Conservatives, meanwhile, have rushed to embrace the YouTube stars. The pair has been interviewed by everyone from former Alaska Governor Sarah Palin, who earlier this month endorsed Trump, to conservative radio talk-show host Alex Jones. “I think their passion is the best thing to happen thus far in this entire campaign,” Palin exclaimed during an interview on One America News Network. “They’re bringing people in, they’re getting people excited about what’s going on in the presidential race, and I am just so thrilled.”
Of course, there has been criticism. They can’t be serious, Internet commentators speculate. They must be in it for fame and attention. But the sisters say their message has been mostly well received. “The reaction is phenomenal,” Richardson says. “We have a lot of people that have never voted in their life that are signing up to become a Republican just to vote for Donald Trump.” (“They are enthusiastic supporters, but they are not paid by the campaign,” Trump spokesperson Hope Hicks said when asked if the pair is formally affiliated with the campaign or compensated by it.)
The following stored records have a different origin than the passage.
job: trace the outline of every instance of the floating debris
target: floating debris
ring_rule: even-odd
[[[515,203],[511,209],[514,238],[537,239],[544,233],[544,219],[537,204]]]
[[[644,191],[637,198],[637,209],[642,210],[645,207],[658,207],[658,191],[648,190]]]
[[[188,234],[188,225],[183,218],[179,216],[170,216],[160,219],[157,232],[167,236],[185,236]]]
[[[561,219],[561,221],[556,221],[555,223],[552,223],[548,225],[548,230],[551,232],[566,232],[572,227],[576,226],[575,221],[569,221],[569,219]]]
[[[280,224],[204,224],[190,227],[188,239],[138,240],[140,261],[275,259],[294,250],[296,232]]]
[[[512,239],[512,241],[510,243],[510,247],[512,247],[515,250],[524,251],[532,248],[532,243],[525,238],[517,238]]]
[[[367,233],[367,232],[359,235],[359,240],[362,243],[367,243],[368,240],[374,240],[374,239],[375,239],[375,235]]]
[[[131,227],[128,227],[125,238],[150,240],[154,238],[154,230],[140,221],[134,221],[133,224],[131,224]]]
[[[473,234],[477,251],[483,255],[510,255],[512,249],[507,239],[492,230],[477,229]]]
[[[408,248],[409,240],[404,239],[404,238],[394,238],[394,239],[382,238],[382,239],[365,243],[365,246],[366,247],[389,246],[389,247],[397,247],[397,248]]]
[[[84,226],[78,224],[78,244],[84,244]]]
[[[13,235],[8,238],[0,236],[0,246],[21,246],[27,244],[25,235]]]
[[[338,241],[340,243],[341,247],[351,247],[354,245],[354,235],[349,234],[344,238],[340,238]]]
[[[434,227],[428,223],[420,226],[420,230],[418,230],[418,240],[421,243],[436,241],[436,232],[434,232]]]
As a former reality-television star, Trump knows how to put on a show. His rallies have become famous for their spectacle, a quality perhaps best captured in a video that recently went viral of three young girls performing a patriotic song and dance routine at a Florida rally. (“President Donald Trump knows how to make America great. Deal from strength or get crushed every time!” the trio melodically intoned.) A pair of YouTube stars at a Trump rally seems like par for the course. Still, the sisters describe what they’re doing as starting a movement. “We are tearing down the fear that stands clouded over people’s voices that want to speak,” Richardson says. “I believe that with Diamond and myself being able to just be outspoken about how we really, truly feel about this thing, it’s causing other people to not be scared.”
The question now is whether Trump can translate that kind of grassroots enthusiasm into ballots cast. Does his appeal extend far enough for him to actually win? If Hardaway and Richardson have their way, and enough voters are willing to cross over from the Democratic Party to support Trump, the answer could be yes.